Effectiveness of Using Textual Features. In order to evaluate the effectiveness of using textual features, we compare the performance of three hybrid models, i.e., Hybrid(V), Hybrid(V+BERT-3L) and Hybrid(V+BERT-12L). The bottom-up text region detection model of Hybrid(V) does not use textual features, while the models of Hybrid(V+BERT-3L) and Hybrid(V+BERT-12L) use the first 3 and 12 Transformer blocks of BERT\(_{\textrm{BASE}}\) to extract text embeddings for text-lines, respectively. Experimental results on DocLayNet and PubLayNet are listed in the second and third parts of Table 2 and Table 3. We can see that both Hybrid(V+BERT-3L) and Hybrid(V+BERT-12L) models are consistently better than Hybrid(V), and Hybrid(V+BERT-12L) achieves the best results. The large performance improvements of these two models mainly come from the categories of Title, Page-header and List-item on DocLayNet and the categories of Text and Title on PubLayNet, respectively.

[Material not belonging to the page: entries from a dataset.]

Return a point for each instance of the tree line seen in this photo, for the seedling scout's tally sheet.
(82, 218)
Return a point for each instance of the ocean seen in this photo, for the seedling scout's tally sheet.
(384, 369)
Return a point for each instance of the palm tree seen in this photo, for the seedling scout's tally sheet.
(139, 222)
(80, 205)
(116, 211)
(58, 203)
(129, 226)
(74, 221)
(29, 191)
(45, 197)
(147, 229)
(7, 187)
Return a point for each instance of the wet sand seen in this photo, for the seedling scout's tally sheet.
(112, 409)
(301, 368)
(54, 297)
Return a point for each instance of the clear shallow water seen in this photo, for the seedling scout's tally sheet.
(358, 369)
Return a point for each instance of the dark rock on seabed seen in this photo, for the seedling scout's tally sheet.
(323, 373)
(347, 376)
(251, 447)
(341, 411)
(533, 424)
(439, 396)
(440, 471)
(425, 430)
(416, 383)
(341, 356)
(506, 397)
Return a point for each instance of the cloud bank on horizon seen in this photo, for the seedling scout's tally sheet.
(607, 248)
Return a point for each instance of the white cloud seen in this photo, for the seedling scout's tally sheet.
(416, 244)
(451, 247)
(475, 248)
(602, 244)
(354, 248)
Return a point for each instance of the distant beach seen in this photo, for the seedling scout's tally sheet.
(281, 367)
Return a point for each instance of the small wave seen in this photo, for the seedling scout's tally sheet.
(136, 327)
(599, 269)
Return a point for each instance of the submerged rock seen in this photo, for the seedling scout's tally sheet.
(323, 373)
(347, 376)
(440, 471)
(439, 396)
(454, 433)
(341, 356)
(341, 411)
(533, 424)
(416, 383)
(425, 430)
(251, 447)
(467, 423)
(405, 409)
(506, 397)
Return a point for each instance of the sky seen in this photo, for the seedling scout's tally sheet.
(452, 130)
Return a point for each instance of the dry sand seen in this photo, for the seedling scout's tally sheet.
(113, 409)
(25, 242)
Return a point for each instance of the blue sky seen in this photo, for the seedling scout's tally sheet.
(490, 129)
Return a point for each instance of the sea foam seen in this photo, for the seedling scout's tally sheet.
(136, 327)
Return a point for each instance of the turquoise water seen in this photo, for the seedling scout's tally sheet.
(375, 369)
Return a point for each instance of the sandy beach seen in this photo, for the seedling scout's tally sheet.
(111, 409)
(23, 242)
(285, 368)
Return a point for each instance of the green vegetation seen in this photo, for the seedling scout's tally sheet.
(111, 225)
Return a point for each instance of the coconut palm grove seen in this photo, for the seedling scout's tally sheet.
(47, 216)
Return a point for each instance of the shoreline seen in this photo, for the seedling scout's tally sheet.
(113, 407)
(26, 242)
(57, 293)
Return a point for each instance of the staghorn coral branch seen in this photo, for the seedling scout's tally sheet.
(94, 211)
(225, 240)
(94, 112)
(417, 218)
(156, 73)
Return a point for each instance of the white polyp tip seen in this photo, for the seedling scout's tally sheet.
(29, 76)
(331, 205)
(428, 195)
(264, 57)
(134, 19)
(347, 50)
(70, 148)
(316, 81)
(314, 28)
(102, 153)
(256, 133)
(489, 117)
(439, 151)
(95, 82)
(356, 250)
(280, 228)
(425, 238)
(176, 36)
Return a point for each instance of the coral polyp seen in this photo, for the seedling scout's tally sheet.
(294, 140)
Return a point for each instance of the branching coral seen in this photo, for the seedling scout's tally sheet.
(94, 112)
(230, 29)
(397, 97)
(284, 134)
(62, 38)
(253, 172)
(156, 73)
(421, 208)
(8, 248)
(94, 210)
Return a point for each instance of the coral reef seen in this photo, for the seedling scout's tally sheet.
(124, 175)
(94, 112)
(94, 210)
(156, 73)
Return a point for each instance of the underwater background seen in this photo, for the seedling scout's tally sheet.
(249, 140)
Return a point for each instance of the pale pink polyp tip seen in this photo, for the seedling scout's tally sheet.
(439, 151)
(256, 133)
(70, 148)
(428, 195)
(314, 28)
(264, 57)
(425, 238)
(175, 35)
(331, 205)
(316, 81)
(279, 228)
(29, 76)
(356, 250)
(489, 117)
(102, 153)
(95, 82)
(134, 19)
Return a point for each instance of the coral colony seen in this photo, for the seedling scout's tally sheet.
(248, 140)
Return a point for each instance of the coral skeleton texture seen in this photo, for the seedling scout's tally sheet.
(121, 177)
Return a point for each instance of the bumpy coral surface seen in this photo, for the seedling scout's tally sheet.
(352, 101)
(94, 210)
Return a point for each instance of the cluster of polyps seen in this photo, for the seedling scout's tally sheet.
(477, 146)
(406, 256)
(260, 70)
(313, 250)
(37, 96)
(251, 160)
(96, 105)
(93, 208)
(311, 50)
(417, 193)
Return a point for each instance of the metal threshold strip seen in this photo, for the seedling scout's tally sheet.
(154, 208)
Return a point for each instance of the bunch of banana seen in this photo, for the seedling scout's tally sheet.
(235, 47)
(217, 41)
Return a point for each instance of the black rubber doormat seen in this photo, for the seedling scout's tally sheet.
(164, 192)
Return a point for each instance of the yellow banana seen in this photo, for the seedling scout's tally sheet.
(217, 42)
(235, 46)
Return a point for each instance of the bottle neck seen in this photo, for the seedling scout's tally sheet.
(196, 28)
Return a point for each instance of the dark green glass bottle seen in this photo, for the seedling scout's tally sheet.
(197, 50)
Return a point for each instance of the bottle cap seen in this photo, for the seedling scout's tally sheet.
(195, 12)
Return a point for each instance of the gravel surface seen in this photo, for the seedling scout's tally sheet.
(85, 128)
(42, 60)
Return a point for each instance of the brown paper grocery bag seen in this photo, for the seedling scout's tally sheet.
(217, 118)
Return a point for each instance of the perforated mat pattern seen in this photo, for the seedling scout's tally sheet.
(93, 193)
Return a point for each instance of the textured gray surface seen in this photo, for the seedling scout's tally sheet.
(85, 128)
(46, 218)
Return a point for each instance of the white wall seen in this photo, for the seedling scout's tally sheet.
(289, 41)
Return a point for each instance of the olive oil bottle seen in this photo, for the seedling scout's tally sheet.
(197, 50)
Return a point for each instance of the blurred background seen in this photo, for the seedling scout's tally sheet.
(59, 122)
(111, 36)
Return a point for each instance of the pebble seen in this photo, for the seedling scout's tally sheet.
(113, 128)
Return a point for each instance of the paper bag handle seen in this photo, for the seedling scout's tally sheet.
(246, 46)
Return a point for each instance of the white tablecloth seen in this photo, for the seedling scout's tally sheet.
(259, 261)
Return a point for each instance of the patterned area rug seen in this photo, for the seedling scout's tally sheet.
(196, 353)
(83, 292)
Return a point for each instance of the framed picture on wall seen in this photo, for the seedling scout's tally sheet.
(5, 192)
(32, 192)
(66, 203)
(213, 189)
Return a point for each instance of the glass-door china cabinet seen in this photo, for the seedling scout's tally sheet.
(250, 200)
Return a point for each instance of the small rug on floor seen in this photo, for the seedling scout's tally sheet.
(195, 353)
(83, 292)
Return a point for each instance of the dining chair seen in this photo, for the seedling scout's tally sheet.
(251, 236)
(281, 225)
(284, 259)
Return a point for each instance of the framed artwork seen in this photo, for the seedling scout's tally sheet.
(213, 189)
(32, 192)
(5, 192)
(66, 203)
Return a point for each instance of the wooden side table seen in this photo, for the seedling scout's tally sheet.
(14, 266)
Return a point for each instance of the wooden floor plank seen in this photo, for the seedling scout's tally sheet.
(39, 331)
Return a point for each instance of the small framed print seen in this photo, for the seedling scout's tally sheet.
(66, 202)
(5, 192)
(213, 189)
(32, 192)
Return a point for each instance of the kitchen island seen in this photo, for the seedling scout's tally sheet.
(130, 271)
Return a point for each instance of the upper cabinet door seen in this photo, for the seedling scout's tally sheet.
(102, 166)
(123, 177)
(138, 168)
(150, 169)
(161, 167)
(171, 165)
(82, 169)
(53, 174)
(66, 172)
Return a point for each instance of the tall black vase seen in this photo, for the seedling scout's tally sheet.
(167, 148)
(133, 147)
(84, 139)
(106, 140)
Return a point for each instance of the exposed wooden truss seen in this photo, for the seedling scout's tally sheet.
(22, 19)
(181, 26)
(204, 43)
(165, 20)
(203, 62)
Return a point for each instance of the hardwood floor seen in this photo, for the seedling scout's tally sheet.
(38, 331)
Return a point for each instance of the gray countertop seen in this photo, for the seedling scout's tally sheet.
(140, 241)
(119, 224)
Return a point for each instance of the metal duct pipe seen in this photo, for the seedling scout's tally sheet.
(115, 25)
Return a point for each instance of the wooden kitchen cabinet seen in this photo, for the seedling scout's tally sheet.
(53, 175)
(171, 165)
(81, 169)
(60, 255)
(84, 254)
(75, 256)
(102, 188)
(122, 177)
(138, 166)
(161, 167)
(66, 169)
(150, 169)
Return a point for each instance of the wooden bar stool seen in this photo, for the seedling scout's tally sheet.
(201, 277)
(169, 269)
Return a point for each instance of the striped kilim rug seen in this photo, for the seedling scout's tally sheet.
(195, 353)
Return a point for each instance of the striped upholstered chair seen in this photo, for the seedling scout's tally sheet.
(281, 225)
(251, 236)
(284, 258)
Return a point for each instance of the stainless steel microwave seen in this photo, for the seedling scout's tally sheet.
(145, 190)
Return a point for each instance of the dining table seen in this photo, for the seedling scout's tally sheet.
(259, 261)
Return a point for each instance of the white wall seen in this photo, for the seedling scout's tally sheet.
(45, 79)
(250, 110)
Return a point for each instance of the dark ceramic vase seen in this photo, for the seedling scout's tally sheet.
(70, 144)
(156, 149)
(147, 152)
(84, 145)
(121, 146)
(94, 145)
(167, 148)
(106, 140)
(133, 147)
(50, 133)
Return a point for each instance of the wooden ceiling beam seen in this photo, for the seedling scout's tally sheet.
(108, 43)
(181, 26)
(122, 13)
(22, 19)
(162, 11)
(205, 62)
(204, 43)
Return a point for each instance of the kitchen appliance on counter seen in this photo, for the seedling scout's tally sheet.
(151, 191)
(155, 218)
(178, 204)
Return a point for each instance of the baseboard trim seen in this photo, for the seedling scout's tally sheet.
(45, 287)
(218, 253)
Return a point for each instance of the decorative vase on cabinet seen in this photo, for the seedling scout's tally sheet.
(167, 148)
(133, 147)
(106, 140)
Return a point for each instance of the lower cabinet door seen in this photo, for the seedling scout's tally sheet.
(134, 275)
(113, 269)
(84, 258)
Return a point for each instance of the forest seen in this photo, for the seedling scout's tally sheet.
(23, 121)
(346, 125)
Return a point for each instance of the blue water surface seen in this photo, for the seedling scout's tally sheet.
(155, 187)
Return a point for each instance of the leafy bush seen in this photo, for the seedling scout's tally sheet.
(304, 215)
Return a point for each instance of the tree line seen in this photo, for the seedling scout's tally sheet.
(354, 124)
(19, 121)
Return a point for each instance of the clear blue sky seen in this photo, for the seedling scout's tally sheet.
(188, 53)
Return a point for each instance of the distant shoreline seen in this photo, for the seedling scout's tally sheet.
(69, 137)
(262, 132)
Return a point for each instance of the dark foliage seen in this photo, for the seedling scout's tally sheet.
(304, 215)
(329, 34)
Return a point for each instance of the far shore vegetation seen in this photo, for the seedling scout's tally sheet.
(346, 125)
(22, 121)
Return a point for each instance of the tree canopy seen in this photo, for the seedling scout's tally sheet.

Table 4. Performance comparisons on DocLayNet testing set (in %). The results of Mask R-CNN, Faster R-CNN, and YOLOv5 are obtained from [36].

Table 5. Performance comparisons on PubLayNet validation set (in %). Vision and Text stands for using visual and textual features, respectively.

Fig. 4.

Qualitative results of our approach: DocLayNet (Left); PubLayNet (Right).

4.4 Comparisons with Prior Arts

DocLayNet. We compare our approach with other most competitive methods, including Mask R-CNN, Faster R-CNN, YOLOv5, and DINO on DocLayNet. As shown in Table 4, our approach outperforms the closest method YOLOv5 substantially by improving mAP from 76.8% to 81.0%. Considering that DocLayNet is an extremely challenging dataset that covers a variety of document scenarios and contains a large number of text regions with fine-grained logical roles, the superior performance achieved by our proposed approach can demonstrate the advantage of our approach.

PubLayNet. We compare our approach with several state-of-the-art vision-based and multi-modal methods on PubLayNet. Experimental results are presented in Table 5. We can see that our approach outperforms all these methods no matter whether textual features are used in our bottom-up text region detection model or not.

Qualitative Results. The state-of-the-art performance achieved on these two datasets demonstrates the effectiveness and robustness of our approach. Furthermore, our approach provides a new capability of outputting the reading order of text-lines in each text region. Some qualitative results are depicted in Fig. 4.

5 Summary

In this paper, we propose a new hybrid document layout analysis approach, which consists of a new DINO based graphical page object detection model to detect tables, figures, and formulas in a top-down manner and a new bottom-up text region detection model to group text-lines located outside graphical page objects into text regions according to reading order and recognize the logical role of each text region by using both visual and textual features. The state-of-the-art results obtained on DocLayNet and PubLayNet demonstrate the effectiveness and superiority of our approach. Furthermore, in addition to bounding boxes, our approach can also output the reading order of text-lines in each text region directly, which is crucial to various downstream tasks such as translation and information extraction. In future work, we will explore how to use a unified model to solve various physical and logical layout analysis tasks, including page object detection, inter-object relation prediction, list parsing, table of contents generation, and so on.